Aquamarine was also believed to be beneficial in connection with emotional ailments such as disorientation and fear, providing a calming effect for those suffering from both spiritual and psychological disturbances, as well as those suffering from grief. Intellectually it was believed to enhance communication and mental clarity, and was also regarded conducive for meditation as it was believed to quiet the mind and facilitate communication from higher planes. Wearing aquamarine as a talisman was believed to improve the wearer’s overall sense of well-being, and to aid those for whom procrastination was problematic. As a talisman, it was also reputed to bring to the wearer courage, and provide motivation and reassurance in times of intense physical and emotional stress. It was also believed to promote the wearer’s spiritual and psychic awareness, and to bring visions of the future.
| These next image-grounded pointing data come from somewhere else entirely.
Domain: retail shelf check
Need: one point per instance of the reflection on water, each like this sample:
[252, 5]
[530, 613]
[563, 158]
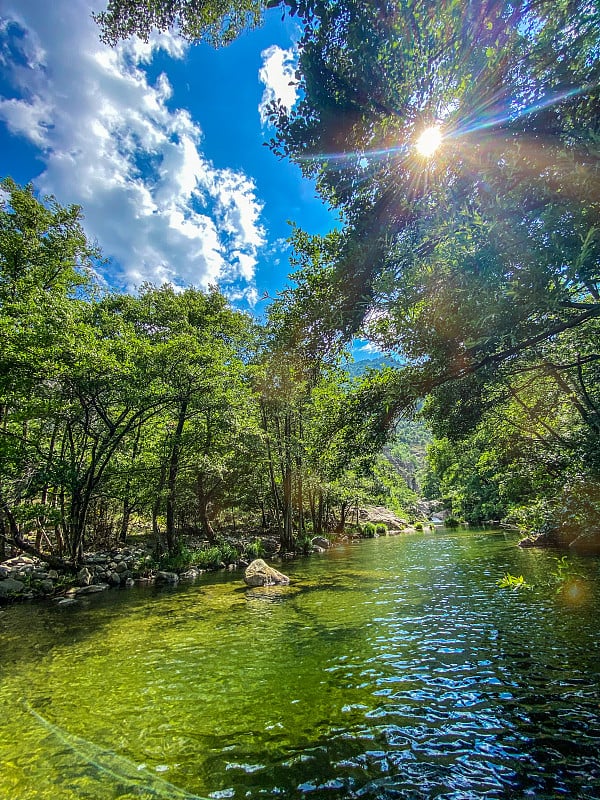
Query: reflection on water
[393, 668]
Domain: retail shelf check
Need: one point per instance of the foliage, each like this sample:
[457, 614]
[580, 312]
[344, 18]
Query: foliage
[216, 22]
[255, 549]
[369, 530]
[513, 582]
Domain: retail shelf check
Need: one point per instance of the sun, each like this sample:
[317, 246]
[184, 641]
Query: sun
[429, 141]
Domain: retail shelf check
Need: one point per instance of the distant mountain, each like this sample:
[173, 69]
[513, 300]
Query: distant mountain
[358, 368]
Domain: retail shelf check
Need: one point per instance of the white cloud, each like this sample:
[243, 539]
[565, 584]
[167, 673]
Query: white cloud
[110, 142]
[278, 75]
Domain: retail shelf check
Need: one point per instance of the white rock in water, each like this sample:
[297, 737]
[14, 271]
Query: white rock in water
[259, 573]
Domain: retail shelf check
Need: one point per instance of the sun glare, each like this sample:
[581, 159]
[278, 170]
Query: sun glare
[429, 141]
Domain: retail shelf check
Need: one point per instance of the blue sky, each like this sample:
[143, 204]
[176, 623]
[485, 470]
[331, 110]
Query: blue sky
[161, 144]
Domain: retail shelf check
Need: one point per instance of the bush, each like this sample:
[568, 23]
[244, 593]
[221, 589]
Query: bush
[209, 558]
[255, 549]
[181, 558]
[213, 557]
[368, 530]
[303, 544]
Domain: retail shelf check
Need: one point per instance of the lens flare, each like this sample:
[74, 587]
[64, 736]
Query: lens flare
[429, 141]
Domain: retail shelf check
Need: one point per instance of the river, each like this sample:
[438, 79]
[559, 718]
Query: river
[389, 668]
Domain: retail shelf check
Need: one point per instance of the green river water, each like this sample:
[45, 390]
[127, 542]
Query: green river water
[390, 668]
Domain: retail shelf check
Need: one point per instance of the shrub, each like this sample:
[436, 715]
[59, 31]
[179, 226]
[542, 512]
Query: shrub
[303, 544]
[181, 558]
[209, 558]
[255, 549]
[368, 530]
[229, 553]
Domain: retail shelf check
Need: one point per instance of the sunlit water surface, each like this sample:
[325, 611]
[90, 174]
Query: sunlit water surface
[393, 668]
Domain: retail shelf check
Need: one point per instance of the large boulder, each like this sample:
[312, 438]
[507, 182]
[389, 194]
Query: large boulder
[380, 515]
[10, 587]
[259, 573]
[321, 542]
[171, 578]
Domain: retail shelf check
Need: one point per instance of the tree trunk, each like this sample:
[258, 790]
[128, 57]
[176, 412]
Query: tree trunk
[287, 536]
[172, 478]
[203, 502]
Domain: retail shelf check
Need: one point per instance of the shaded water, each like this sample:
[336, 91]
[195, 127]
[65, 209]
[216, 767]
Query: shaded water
[393, 668]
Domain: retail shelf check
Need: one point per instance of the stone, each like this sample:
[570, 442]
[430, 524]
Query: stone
[380, 515]
[259, 573]
[167, 577]
[10, 586]
[321, 541]
[84, 577]
[91, 589]
[114, 579]
[190, 574]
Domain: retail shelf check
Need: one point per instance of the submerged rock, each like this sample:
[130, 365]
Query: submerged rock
[84, 577]
[322, 542]
[259, 573]
[167, 577]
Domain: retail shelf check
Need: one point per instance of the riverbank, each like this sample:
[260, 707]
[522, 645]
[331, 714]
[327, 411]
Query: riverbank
[25, 577]
[397, 659]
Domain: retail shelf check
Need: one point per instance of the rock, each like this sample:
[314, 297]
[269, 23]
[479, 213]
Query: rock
[322, 542]
[190, 574]
[10, 586]
[114, 579]
[586, 544]
[259, 573]
[270, 544]
[84, 577]
[380, 515]
[167, 577]
[91, 589]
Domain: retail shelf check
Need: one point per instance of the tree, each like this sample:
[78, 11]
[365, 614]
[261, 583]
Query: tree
[492, 245]
[218, 22]
[45, 266]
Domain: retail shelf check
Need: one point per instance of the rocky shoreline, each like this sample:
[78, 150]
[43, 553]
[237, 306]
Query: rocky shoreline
[26, 578]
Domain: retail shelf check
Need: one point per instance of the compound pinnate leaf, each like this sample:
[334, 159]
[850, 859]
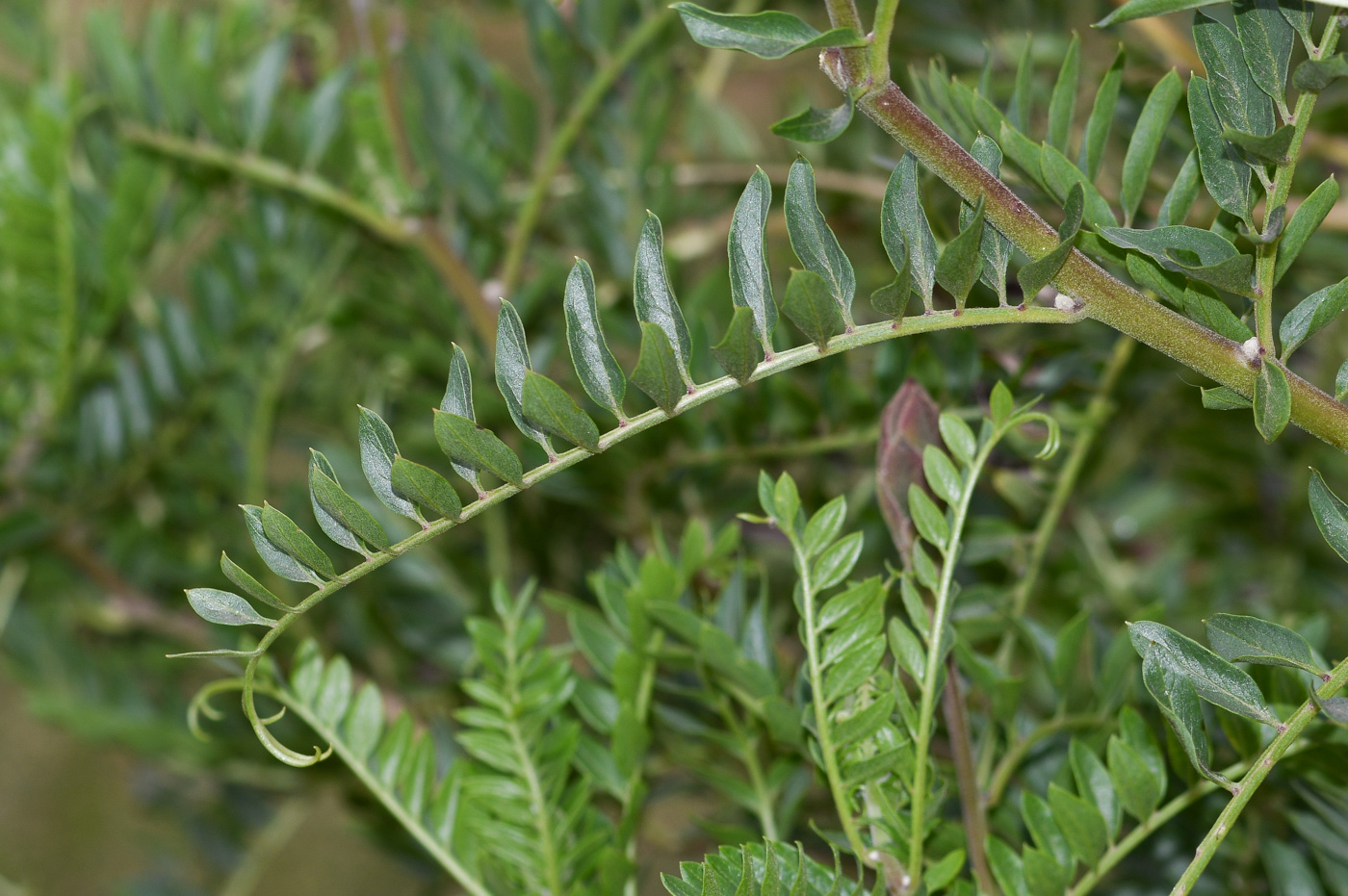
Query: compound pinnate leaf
[427, 488]
[751, 280]
[1246, 639]
[768, 36]
[596, 367]
[738, 352]
[549, 407]
[1331, 515]
[341, 518]
[512, 363]
[476, 448]
[1146, 141]
[658, 372]
[817, 125]
[225, 608]
[1273, 400]
[654, 296]
[811, 305]
[1310, 316]
[813, 242]
[377, 450]
[1212, 678]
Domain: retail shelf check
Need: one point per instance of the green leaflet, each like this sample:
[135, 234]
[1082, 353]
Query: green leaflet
[599, 372]
[276, 559]
[658, 372]
[1212, 678]
[768, 36]
[248, 583]
[1239, 103]
[1331, 514]
[1273, 400]
[339, 515]
[995, 248]
[293, 541]
[1040, 272]
[1182, 192]
[960, 266]
[656, 302]
[1246, 639]
[1314, 76]
[1226, 175]
[817, 125]
[1307, 219]
[751, 280]
[476, 448]
[458, 399]
[427, 488]
[738, 352]
[1064, 98]
[813, 242]
[1102, 117]
[1146, 141]
[512, 363]
[549, 407]
[905, 228]
[1266, 40]
[811, 305]
[1310, 316]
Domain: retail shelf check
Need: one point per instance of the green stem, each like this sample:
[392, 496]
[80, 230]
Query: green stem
[926, 709]
[565, 137]
[1254, 778]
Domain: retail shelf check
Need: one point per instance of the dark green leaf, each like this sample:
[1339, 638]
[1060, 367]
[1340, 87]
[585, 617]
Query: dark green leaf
[476, 448]
[738, 352]
[811, 306]
[768, 36]
[1307, 219]
[1064, 98]
[1246, 639]
[1146, 141]
[377, 450]
[1273, 400]
[960, 263]
[549, 407]
[658, 372]
[599, 372]
[512, 363]
[225, 608]
[1310, 316]
[813, 242]
[427, 488]
[905, 228]
[817, 125]
[751, 282]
Medicinally aquamarine was believed to assist in "cleansing" internal organs, to aid in digestion, and to cure sore throats, tooth aches, pain in the neck or jaw, headaches, glandular disorders (including lymph nodes), and was used to treat illnesses involving the lungs and eyes. Aquamarine was also used to treat arthritis and varicose veins. Reflecting the association between water and aquamarine, the gemstone was also believed to be an aid to fluid retention. Contemporary practitioners and astrologists hold that since aquamarine symbolizes the natural element of water, aquamarine possesses the quality and energy of cleansing and purification, and strengthens the immune system. It is also held that it is useful for treating eating disorders because of its ability to help heal the emotional problems that lie behind bulimia and anorexia. It is also claimed as useful in the treatment of post traumatic stress syndrome.